Direktor-Regisseur Nicolas JOEL ist mutig - man kann es auch verrückt nennen - große Wagner-Opern in einem kleinen Haus (weniger als 900 Sitze) zu spielen. Aber wenn es für einen "Ring" ausgeht, kann man sicher auch "Meistersinger" bringen! So hat sich das Capitole in Toulouse zur ersten Wagnerbühne Frankreichs entwickelt! In den "Meistersingern" sind die Probleme allerdings noch größer als im "Ring": große Massenszenen, wie die Prügelszene oder die Festwiese, auf einer relativ kleinen Bühne sind schwer zu realisieren, und weiter muß man ein riesiges Wagner-Orchester in dem kleinen Graben unterbringen. Nicolas Joel hat beide Probleme erfolgreich gelöst. Das Orchester war auf ca. 70 Personen beschränkt, und auf der Festwiese gab es etwas Gedränge, doch die Aufführung war katastrophenfrei.

Das realistische Konzept der Bühnenbildner Jean-Marie STEHLÉ und Antoine FONTAINE war ziemlich ungewöhnlich. Die beiden Kumpane sind ja nicht an ihrem ersten Versuch in dieser Richtung. Bereits vor vier Jahren gab es in Paris eine ähnlich inspirierte Ausstattung für "Die Fledermaus" und vor zwei Jahren einen in Afghanistan spielenden "Barbiere di Siviglia" von den beiden.

Sie haben sicher zwischen Lübeck und Palermo, Lissabon und Krakau Ausschneide-Bogen der lokalen Sehenswürdigkeiten gesehen, die man zusammenkleben und dann auf einem Schrank verstauben lassen kann. Das war Nürnberg in Toulouse. Man fragt sich, weshalb diese bewußt im Stile des 19. Jahrhunderts, etwas verstaubt wirkende, gewollt "altdeutsche" Ausstattung aus Pappe? Als Anspielung auf die Spießigkeit der Nürnberger Gesellschaft? Oder als Protest gegen das Regietheater auf leerer Bühne oder die Ähnlichkeit zwischen der historischen Altstadt von Nürnberg und Toulouse? Denn die größte romanische Basilika Frankreichs steht nur 5 Minuten vom Capitole" entfernt, und mittelalterliche Backsteinhäuser gibt es in Hülle und Fülle rings herum (Deshalb der Name "La ville rose" für Toulouse).
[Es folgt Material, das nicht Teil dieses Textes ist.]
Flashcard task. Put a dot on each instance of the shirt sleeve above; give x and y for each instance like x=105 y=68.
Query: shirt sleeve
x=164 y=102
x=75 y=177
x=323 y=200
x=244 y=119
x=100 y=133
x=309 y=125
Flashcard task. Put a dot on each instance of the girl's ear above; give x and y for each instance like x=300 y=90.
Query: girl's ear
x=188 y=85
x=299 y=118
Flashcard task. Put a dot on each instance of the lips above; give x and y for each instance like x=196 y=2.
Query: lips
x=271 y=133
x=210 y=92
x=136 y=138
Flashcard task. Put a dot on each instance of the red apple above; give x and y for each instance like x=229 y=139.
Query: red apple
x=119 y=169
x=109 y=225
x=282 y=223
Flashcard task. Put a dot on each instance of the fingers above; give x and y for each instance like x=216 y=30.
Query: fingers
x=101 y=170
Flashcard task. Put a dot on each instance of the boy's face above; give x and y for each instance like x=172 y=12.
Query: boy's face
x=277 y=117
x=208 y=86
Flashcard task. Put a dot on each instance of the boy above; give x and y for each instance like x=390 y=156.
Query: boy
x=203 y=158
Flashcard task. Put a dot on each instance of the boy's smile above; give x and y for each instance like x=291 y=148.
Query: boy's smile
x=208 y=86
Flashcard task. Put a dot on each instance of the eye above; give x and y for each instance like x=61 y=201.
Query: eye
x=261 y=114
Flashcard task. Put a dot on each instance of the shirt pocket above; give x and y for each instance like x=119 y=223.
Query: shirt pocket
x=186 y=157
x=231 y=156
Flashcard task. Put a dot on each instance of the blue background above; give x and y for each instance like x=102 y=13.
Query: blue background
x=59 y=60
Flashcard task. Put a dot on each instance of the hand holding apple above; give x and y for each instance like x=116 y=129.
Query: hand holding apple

Der Nachteil einer solchen Szenographie ist die Überladung der Bühne. Zumal im 1. Akt das Merker-Gewerk ein zweistöckiges Gestell war, wo der Merker auf einer Leiter hinaufklettern mußte! Die nützliche Fläche der Gasse des 2. Akts war auf ca. 30 qm beschränkt. In der Prügelszene wurde das so gelöst, daß die kreischenden Weiber zwei Stockwerke hoch in die Fenster verstaut wurden! Dafür waren die Kostüme (Gérard AUDIER) ca. 1860, d. h. aus der Zeit der Komposition der Oper, worüber man diskutieren kann. Die Damen trugen überladene, lange Kleider und verrückte Hüte. Das Kleid Evas im 3. Akt war ausgesucht kitschig. Die Meistersinger, in großen, halb bordeaux-roten, halb schwarzen Mänteln, sowie die "Mädchen aus Fürth" kamen auf Festkähnen die Pegnitz entlang auf die Festwiese vor einer riesigen Ansicht des mittelalterlichen Nürnberg. Nicolas Joel mußte in diesem engen Rahmen eine ungewöhnlich dichte und auf den Millimeter präzise Personenführung auf die Bühne stellen. Einige Kollegen könnten sich davon etwas abschauen!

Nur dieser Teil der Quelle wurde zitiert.